Find the following values. Compounding/discounting occurs annually. Do not round intermediate calculations. Round your answers to the nearest cent. a. An initial $700 compounded for 10 years at 10%. $ b. An initial $700 compounded for 10 years at 20%. $ c. The present value of $700 due in 10 years at 10%. $ d. The present value of $2,355 due in 10 years at 20% and 10%. Present value at 20%: $ Present value at 10%: $ e. Define present value. The present value is the value today of a sum of money to be received in the future and in general is less than the future value. The present value is the value today of a sum of money to be received in the future and in general is greater than the future value. The present value is the value today of a sum of money to be received in the future and in general is equal to the future value.
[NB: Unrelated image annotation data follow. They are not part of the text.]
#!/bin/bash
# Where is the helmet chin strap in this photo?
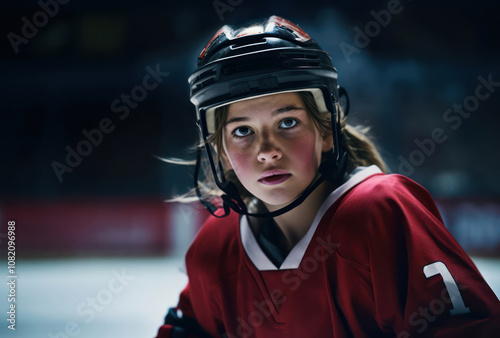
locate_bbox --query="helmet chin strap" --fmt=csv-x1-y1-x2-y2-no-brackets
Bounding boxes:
194,148,346,218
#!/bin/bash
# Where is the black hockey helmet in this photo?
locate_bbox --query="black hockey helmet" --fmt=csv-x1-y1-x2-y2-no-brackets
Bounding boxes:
188,16,348,217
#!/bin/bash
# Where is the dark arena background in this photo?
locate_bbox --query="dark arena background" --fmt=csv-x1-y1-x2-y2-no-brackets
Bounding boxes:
0,0,500,338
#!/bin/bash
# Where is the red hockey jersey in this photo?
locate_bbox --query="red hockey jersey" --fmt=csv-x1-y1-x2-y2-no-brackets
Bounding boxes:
158,166,500,338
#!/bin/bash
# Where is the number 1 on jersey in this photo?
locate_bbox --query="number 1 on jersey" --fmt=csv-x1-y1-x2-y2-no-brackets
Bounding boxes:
424,262,470,316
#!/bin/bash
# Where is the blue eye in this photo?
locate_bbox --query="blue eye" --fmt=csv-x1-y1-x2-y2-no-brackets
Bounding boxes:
233,127,252,137
280,119,298,129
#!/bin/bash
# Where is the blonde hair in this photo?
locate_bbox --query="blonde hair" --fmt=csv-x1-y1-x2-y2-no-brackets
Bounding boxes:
166,91,387,204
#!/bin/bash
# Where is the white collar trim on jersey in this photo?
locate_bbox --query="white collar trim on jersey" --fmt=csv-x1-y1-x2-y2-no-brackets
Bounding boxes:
240,165,382,271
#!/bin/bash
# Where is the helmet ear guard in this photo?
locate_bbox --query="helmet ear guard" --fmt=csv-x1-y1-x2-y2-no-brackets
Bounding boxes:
189,16,349,217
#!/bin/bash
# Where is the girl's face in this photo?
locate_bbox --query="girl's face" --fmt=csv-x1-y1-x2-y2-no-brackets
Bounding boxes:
223,93,333,206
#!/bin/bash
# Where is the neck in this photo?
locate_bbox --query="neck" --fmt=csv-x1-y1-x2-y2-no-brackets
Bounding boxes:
260,181,333,250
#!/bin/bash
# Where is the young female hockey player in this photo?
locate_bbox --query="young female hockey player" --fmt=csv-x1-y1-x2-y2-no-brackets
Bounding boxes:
158,16,500,338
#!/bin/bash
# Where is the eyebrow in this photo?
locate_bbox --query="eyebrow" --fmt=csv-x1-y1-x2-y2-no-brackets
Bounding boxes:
224,106,305,126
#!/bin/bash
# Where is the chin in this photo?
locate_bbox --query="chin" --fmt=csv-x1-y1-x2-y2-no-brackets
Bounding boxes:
259,190,298,210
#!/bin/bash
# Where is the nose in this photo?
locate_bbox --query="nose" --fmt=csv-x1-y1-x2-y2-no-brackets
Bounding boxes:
257,133,283,163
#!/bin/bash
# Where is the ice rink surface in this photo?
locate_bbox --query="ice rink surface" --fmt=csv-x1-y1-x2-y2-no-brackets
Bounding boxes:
0,257,500,338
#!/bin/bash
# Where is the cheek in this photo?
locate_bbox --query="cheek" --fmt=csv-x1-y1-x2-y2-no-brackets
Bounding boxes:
226,147,250,181
290,135,321,172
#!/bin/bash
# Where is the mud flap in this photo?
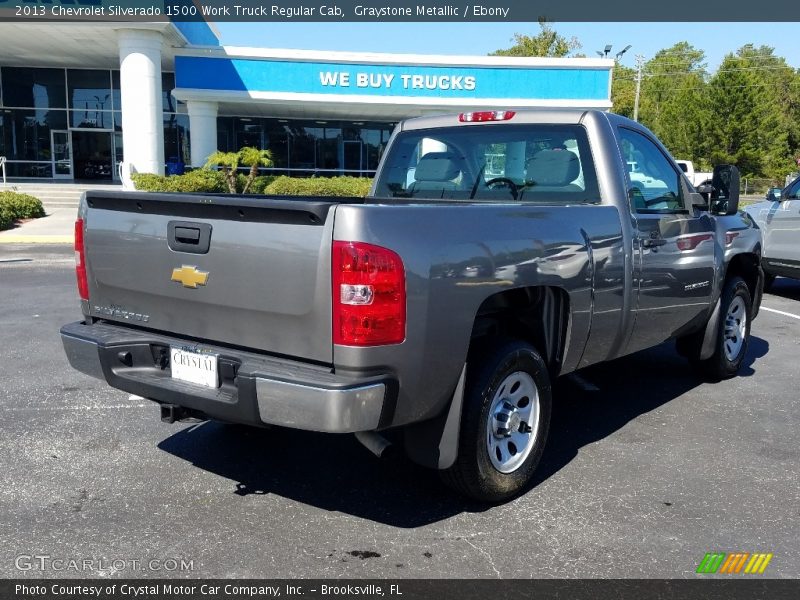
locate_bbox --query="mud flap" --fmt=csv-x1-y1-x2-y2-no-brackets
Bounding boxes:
698,298,721,360
403,364,467,470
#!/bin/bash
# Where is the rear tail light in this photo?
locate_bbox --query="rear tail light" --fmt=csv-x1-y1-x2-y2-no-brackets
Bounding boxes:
75,219,89,300
332,241,406,346
458,110,517,123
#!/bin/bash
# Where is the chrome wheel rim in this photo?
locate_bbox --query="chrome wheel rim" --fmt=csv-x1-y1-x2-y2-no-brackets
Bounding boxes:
722,296,747,362
486,371,541,473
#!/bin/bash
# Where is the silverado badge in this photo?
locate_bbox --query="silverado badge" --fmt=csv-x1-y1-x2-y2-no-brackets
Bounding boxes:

The present value is the value in the future of a sum of money to be received today and in general is less than the future value. The present value is the value in the future of a sum of money to be received today and in general is greater than the future value.

Solutions

Expert Solution

a.We use the formula:  
A=P(1+r/100)^n
where   
A=future value
P=present value  
r=rate of interest
n=time period.

A=700*(1.1)^10

=700*2.59374246

=$1815.62(Approx)

b.We use the formula:  
A=P(1+r/100)^n
where   
A=future value
P=present value  
r=rate of interest
n=time period.

A=700*(1.2)^10

=700*6.19173642

=$4334.22(Approx)

c.Present value=700*Present value of discounting factor(rate%,time period)

=700/1.1^10

=700*0.385543289

=$269.88(Approx)

d.At 20%:Present value=2,355*Present value of discounting factor(rate%,time period)

=2,355/1.2^10

=2,355*0.161505583

=$380.35(Approx)

At 10%:Present value=2,355*Present value of discounting factor(rate%,time period)

=2,355/1.1^10

=2,355*0.385543289

=$907.95(Approx)

e.Present value is the value today of a future cash flow/future group of cash flows at a specified interest rate for a specified period of time.Hence present value is lesser than future cash flow

Hence the correct option is:

The present value is the value today of a sum of money to be received in the future and in general is less than the future value.